- Occupations: Radio personality; journalist;

= Chris Core =

Chris Core (born December 8, 1948) is an American radio and television personality. Formerly on Washington, D.C.'s 630 WMAL and host of The Chris Core Show that aired from 9 a.m. to 11:45 a.m. Eastern Time. Marc Fisher of The Washington Post described Core as "a rare talker who gets the complexities of this region." The program was one of the highest rated shows in the competitive midday slot prior to being briefly moved, mostly unchanged, to a morning slot. The show covered a wide variety of topics ranging from politics, the Global War on Terrorism, local and current affairs, show business, and others, until its cancellation on February 29, 2008. It was a "call in" type program where listeners were encouraged to offered their opinions. Core has maintained that he is neither a Democrat nor a Republican. The show often featured prominent local and national politicians who frequently called the show unsolicited. Core treated callers with respect regardless of their political stance. His show allowed people on both sides of an issue to express their opinions and allowed listeners to form their own opinions. Core also from time to time kept a caller on the line to discuss the topic at hand with other callers.

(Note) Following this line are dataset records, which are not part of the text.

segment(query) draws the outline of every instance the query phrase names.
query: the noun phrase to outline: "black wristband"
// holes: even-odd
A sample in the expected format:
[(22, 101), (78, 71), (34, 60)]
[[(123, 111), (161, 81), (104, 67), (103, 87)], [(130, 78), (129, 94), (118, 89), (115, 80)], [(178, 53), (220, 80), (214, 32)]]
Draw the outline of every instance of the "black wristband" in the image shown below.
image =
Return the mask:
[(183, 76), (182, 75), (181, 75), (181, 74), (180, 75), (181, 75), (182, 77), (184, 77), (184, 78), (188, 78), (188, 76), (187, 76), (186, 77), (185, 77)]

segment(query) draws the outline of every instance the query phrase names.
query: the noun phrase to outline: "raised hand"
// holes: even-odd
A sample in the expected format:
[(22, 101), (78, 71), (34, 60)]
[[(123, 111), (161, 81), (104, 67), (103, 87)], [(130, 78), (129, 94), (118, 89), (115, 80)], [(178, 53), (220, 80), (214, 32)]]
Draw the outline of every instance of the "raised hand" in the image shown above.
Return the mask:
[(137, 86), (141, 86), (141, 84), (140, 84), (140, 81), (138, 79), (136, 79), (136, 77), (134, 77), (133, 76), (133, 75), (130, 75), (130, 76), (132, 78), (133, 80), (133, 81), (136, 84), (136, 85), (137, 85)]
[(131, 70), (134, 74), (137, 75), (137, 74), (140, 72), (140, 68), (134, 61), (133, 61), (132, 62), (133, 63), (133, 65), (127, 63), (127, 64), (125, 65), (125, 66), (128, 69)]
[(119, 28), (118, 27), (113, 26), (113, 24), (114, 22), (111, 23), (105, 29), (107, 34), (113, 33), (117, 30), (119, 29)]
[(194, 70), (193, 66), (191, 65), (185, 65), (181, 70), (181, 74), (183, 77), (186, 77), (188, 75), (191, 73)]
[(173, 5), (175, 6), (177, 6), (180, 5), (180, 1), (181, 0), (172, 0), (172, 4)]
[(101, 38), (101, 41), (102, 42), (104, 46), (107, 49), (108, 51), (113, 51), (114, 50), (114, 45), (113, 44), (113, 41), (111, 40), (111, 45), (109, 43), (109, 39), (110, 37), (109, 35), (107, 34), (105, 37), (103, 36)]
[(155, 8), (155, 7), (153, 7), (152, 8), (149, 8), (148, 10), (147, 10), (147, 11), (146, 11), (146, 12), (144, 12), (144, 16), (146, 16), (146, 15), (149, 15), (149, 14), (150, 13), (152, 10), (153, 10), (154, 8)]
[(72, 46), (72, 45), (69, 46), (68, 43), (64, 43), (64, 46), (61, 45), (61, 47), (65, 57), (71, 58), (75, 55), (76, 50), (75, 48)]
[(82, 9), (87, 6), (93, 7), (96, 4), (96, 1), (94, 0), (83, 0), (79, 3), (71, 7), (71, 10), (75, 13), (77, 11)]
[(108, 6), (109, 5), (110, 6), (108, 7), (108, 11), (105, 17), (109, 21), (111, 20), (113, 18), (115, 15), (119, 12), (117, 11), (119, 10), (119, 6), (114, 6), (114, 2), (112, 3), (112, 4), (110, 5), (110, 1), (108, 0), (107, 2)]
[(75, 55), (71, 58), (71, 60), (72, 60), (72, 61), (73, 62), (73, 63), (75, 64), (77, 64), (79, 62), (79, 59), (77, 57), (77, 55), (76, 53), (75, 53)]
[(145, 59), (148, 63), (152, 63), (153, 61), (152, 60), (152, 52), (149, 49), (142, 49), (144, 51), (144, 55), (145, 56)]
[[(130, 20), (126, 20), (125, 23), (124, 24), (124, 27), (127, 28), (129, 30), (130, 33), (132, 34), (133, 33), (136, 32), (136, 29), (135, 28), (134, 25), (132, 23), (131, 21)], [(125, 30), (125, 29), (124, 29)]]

==Early life and education==
Core grew up in the small town of Clinton, Iowa. In 1971 Core graduated from the University of Wisconsin–Madison with a degree in political science and theater and minor in Spanish. Three years later, he began his career at WMAL doing news and sports on the weekends. In 1976, Core replaced Ed Meyer as veteran news talker Bill Trumbull's cohost on the afternoon program "Two for the Road". Within a few years the name of the show was changed to The Trumbull and Core Show. Eventually this became The Chris Core Show. Brooke Stevens filled in as co-host following Bill Trumbull's retirement in 1996, prior to leaving the station in 2000. He was a resident of Chevy Chase, Maryland.

==Career==
On February 29, 2008, Core was dismissed from WMAL after working for the station for over 33 years, as part of a broad shakeup at the station's parent company, Citadel Broadcasting. Core was dismissed following that day's show, leaving him without the opportunity to say goodbye to his audience. Core expressed hope to one day return to the air on a different station. WMAL host Chris Plante replaced Core in WMAL's morning lineup.

In 2008, Core was hired as a feature commentator on Washington DC's news radio station WTOP. His commentary, "Core Values," was heard at 3:40, 6:10, and 8:40 pm. He starred in a commentary-style TV show, Chris Core Talks, on D.C.'s local CW station. He also served as a guest host on XM Radio (Channel 130) "POTUS".

== Awards and recognition ==
Core received the RTNDA Edward R. Murrow Award in 2009, and was named one of three top radio personalities by readers of The Washington Times in their 2002 Readers' Choice awards; he was recently named one of the Top 100 Talk Show Hosts in the country by Talkers Magazine for the second year in a row.